Mr Martin said human remains had been added to animal graves at Hartsdale since a woman had her ashes sprinkled over her dog's grave in 1925. Burying human remains goes back to at least 1950 and the scattering of ashes is no longer permitted.

He believes the increasing number of humans - 10 or 12 in each of the past few years, compared with three to five before - may be related to "more people getting used to the idea of cremation". Hartsdale and most of the other pet cemeteries contacted said they require humans to be cremated before joining their pets.

Mr Martin said lawyers told him that because cremation is a "final disposition", there is no regulation against putting the ashes of pet owners in with their dead ferrets or goldfish.

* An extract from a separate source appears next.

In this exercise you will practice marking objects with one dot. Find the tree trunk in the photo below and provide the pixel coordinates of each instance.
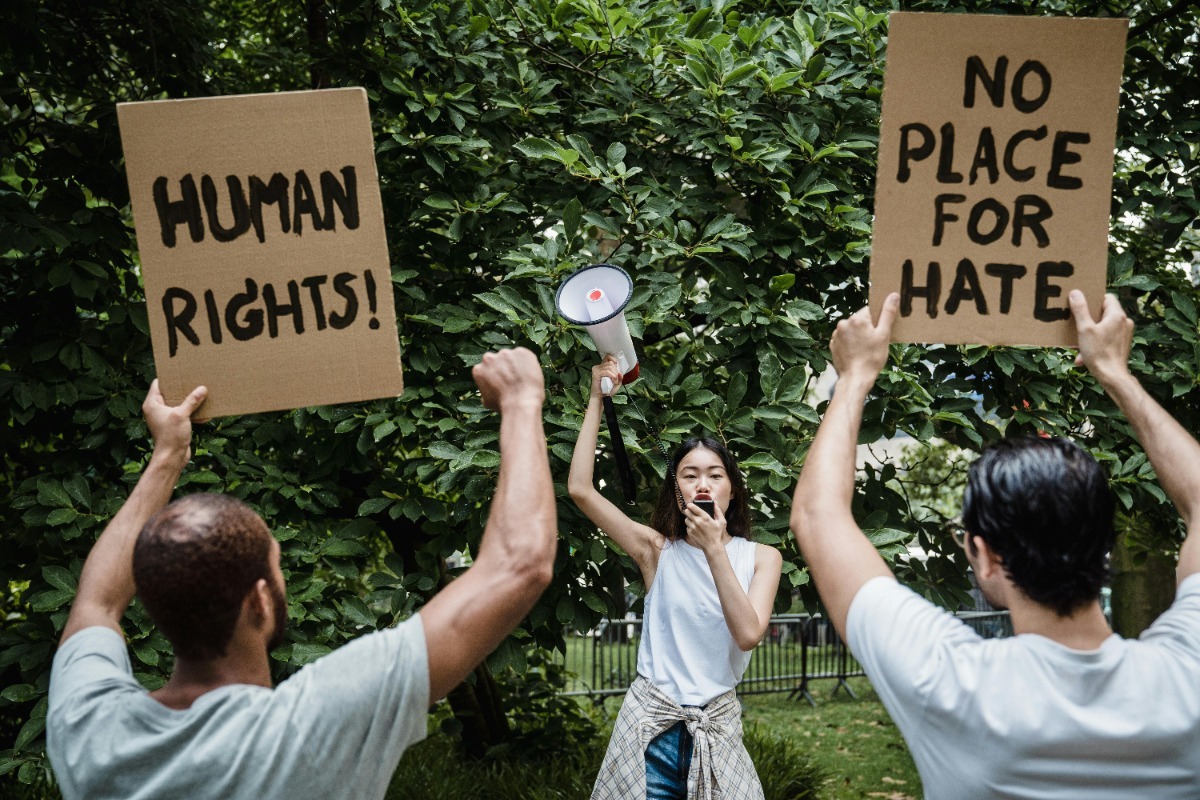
(479, 710)
(1143, 587)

But Dan Shapiro, spokesman for the New York Department of State, which regulates cemeteries, is not so sure. He said there was no specific regulation that said humans cannot be in pet cemeteries, but added: "There's nothing that says they can."

Doyle Shugart, who owns two Deceased Pet Care cemeteries in Bethlehem and Douglasville, Georgia, and is chairman of the cemetery association's ethics and standards committee, said regulations varied from state to state. Pets were banned from most human cemeteries, he said, but some allowed an urn of animal ashes in a person's coffin.

But at least one famous pet cemetery is closed to humans. David Stiller, president of the board of directors for the Los Angeles Pet Memorial Park, where Charlie Chaplin's cat and Humphrey Bogart's dog are buried, said: "We don't think we're a human cemetery and we don't want to get into that."